While the success of these two young movements cannot be discounted, whether they can transform anger over a set of problems into something that challenges a deeply entrenched governance system nationwide remains to be seen.

Some analysts see this new way of doing politics in Lebanon as a game-changer. Rami Khouri, a senior public policy fellow in the Issam Fares Institute at the American University of Beirut, described Madinati’s success as “an important breakthrough for a new kind of Arab political action.”

“The unexpectedly strong showing by the technocratic and social activist challengers is a powerful message that politics may be changing in ways that were never experienced in Arab countries before — community-based, issue-driven, citizen-focused demands delivered by gender-equitable slates of younger candidates,” he wrote following the elections.

Beirut Madinati and other reform campaigns have reasons to be hopeful. If government dysfunction is their galvanizing force, a look at the long list of pervasive problems facing Lebanon suggests more voters will be coming their way: There's been no president for nearly two years, parliament extended its term by four years, a solution to the garbage crisis has yet to emerge; and electricity shortages are rife, to name a few.

This election also brought in a whole new set of volunteers who hadn't participated in politics before. The candidates deployed these newbies in highly visible campaigns, to knock on doors and hold meetings in local communities — tactics rarely utilized by the established parties that could rely on their sect to vote for them.

Johnny Assaf, a local real estate agent, took part in Beirut Madinati’s election campaign.

“This political system has been in place for decades, and for decades we saw that nothing changed in Beirut. We look at images of Beirut in the '50s and '60s and we ask ourselves, where is this Beirut? We feel its going backwards,” he says.

Assaf says the impact of the campaign will have a lasting effect.

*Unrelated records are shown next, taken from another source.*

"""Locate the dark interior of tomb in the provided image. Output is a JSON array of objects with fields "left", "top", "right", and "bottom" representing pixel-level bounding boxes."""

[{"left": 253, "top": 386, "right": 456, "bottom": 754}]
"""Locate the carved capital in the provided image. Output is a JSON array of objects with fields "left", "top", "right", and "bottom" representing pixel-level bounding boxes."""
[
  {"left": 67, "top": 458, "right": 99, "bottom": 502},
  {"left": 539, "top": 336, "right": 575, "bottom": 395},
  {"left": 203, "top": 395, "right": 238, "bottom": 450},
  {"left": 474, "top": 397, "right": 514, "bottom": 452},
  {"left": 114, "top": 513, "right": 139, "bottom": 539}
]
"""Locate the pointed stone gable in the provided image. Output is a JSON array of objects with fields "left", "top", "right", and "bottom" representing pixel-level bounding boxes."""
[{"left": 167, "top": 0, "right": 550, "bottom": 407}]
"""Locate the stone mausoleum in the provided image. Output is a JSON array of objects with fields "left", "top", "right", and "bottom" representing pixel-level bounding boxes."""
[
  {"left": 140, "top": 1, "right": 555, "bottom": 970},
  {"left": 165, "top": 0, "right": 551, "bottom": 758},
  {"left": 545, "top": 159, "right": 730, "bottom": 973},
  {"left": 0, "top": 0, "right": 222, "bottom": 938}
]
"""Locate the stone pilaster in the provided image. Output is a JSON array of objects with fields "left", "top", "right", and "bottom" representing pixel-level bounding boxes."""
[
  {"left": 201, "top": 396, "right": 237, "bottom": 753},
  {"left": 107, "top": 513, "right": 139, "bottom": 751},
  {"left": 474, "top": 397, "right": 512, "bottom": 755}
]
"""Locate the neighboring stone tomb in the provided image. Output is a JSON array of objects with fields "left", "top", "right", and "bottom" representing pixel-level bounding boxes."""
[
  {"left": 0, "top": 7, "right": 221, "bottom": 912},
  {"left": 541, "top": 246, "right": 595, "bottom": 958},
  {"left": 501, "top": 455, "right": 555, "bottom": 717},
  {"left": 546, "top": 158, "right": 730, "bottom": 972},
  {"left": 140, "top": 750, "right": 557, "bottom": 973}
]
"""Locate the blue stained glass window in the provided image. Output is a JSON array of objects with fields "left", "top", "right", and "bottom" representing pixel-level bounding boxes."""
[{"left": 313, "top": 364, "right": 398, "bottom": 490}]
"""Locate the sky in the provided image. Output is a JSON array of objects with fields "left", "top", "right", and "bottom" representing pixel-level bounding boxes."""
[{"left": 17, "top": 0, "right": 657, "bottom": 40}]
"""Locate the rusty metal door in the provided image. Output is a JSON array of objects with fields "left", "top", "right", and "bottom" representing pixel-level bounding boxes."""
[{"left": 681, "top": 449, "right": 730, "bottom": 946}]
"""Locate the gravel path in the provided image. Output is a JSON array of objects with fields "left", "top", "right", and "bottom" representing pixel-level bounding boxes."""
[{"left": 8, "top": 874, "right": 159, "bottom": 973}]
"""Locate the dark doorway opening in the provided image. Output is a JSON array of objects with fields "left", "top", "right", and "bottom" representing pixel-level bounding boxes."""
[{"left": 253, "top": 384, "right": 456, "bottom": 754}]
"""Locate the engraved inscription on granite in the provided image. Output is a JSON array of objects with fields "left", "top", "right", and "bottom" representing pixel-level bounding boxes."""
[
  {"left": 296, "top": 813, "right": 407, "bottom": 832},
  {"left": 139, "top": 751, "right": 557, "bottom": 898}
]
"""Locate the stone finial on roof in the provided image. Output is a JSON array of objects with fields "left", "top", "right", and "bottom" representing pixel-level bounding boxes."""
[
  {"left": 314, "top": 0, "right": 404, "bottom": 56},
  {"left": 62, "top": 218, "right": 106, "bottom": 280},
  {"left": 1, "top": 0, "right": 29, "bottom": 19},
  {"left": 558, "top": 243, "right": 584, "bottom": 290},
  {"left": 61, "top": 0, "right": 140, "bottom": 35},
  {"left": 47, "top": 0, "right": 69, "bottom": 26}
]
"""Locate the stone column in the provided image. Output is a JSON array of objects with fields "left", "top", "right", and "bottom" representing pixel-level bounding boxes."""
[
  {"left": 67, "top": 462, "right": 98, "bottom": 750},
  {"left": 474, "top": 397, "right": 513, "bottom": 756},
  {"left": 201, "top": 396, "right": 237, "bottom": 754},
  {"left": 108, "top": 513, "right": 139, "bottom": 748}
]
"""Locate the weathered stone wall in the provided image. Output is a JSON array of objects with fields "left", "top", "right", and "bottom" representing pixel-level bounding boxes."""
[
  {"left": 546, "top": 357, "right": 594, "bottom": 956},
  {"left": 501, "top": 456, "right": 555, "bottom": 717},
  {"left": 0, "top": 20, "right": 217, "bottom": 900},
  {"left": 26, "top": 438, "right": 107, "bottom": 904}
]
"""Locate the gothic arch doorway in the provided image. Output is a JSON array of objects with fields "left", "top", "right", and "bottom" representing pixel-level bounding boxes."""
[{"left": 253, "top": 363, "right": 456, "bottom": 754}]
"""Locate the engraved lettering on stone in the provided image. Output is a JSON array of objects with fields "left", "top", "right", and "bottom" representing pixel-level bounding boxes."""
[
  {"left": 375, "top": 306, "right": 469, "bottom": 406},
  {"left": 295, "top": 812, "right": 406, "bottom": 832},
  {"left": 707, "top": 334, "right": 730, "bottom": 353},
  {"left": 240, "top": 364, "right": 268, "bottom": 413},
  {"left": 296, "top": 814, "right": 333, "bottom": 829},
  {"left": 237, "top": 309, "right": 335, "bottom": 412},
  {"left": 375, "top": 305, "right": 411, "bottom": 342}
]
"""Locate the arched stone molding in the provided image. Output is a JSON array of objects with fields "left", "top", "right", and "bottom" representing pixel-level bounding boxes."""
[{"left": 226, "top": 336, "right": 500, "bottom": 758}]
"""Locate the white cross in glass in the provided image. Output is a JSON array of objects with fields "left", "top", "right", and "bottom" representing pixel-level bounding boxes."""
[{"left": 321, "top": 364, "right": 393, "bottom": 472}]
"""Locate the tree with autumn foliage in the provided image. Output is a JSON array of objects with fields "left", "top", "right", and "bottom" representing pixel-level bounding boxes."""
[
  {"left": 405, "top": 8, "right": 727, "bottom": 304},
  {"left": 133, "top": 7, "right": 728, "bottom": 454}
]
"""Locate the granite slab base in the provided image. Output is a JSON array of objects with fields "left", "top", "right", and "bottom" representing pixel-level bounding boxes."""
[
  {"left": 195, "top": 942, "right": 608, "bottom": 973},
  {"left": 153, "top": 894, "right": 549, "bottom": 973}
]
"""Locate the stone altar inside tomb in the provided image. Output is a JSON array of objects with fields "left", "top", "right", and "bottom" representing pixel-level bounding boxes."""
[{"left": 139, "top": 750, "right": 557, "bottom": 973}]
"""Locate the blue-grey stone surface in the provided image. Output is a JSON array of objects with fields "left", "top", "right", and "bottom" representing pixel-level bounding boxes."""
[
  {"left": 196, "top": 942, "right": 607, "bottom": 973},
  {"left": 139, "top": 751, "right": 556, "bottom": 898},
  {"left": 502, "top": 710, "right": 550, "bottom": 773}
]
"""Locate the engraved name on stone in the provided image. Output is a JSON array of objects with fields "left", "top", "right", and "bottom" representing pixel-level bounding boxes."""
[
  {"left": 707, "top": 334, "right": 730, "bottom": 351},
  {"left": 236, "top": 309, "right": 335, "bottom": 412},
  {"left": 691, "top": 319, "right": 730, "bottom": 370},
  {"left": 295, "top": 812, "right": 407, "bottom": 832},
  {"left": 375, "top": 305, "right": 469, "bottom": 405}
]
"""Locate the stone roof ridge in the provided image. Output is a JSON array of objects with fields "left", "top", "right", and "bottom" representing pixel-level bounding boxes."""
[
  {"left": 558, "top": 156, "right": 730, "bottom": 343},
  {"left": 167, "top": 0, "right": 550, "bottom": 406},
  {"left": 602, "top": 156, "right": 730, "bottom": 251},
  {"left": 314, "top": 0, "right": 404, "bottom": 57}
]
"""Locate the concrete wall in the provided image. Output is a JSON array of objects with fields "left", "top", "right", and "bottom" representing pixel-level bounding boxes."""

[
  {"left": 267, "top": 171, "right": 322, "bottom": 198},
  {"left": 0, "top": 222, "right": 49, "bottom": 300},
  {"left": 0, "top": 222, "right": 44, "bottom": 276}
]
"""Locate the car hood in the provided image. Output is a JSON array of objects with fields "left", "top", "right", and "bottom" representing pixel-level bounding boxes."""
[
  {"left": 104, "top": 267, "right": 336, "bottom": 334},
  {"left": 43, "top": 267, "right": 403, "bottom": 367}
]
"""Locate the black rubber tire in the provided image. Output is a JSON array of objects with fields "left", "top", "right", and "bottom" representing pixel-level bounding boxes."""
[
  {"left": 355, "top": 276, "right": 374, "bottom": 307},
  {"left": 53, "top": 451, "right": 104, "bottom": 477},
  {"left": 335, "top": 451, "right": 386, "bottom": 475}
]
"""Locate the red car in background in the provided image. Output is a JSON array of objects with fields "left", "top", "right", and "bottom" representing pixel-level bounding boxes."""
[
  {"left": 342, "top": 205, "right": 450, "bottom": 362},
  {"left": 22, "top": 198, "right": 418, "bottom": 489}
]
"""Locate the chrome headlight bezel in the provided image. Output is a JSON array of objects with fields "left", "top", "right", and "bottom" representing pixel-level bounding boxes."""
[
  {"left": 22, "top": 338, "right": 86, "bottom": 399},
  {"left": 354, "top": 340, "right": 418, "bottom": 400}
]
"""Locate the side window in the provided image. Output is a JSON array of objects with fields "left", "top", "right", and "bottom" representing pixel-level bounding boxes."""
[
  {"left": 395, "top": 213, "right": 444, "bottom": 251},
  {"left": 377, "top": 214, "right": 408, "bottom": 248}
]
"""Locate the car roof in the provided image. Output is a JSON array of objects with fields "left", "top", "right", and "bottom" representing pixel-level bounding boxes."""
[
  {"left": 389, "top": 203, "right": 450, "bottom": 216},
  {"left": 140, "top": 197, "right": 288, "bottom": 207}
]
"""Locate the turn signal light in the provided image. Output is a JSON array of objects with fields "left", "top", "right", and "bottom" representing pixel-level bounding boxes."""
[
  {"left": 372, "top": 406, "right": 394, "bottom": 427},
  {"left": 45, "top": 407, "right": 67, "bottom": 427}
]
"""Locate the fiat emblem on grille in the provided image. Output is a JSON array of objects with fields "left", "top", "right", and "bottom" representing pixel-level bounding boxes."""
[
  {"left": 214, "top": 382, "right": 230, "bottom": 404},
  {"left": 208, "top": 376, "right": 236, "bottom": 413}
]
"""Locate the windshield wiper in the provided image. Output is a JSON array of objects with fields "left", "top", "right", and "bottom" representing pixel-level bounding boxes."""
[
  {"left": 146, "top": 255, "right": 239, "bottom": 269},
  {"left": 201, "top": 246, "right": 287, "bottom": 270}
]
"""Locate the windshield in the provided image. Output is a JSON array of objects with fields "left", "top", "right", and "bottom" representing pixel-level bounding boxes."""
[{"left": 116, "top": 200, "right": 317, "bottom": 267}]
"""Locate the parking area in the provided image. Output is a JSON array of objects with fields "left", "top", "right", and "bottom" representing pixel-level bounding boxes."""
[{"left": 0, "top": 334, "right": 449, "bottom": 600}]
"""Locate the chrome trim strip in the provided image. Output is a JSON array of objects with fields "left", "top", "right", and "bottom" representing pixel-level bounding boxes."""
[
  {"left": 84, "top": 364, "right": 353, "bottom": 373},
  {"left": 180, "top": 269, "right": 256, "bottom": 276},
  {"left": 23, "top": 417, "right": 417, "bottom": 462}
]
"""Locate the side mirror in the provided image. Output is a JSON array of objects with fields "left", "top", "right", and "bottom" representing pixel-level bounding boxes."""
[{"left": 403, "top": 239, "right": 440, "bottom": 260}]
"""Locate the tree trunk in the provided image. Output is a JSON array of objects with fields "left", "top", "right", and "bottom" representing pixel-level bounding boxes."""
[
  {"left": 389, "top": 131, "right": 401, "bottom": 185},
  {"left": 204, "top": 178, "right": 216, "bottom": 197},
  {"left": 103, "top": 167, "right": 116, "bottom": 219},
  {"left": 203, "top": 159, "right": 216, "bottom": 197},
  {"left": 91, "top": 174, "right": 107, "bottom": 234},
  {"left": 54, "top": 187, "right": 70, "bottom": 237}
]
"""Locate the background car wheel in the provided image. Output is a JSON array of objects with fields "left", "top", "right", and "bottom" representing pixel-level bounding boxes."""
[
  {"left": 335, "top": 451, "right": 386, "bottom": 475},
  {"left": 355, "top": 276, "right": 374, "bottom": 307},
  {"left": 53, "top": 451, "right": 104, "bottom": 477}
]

“I believe [Beirut Madinati] showed the politicians that there is a civil society that is continuously growing. It started with people going on the streets last summer. People have stood together and said no to what is happening around them, and that has been developed by Madinati. I believe they have shaken the system in that way.”

Nasri Atallah, a Beirut-based writer, also volunteered for the campaign — the first time he had ever done so.

“I think the main driver in getting involved is that there's this general feeling that Lebanon has hit rock bottom in a time of relative peace. Everyone expected that when there was a degree of stability, things would get better but they just kept getting worse,” he says.

“Winning was always a long shot, but getting 40 percent of the vote against a coalition of every major party has been so invigorating to everyone who got involved with Beirut Madinati.”

Packed garbage bags in Jdeideh, Beirut, Lebanon on Feb. 23.

Packed garbage bags in Jdeideh, Beirut, Lebanon on Feb. 23.
 

Credit:

Hasan Shaaban/Reuters

The upstart campaigns also face formidable challenges. Much of Beirut Madinati’s success can be attributed to the garbage crisis, which hit its peak last summer but keeps rearing its ugly head. Even on the back of massive protests, turnout in the May 8 city election reached just 20 percent (about as pitifully low as American local elections). If piles of burning garbage won’t bring out masses to the polls, how will new candidates score better next time?

Madinati’s organizers now are plotting their next steps.

“Maybe this campaign can inspire other people to inspire a political party. Here in Lebanon, one of our main problems in social movements is that we don’t have independent political parties that defend people’s interests across sectarian affiliations,” says former candidate Kobeissy.

But there is every indication that they are in it for the long run.

“We should think about change as a process,” Kobeissy adds. “We should create a relationship with people. We should try to organize ourselves on a local level in the neighborhood. All of this should be done before starting political parties.”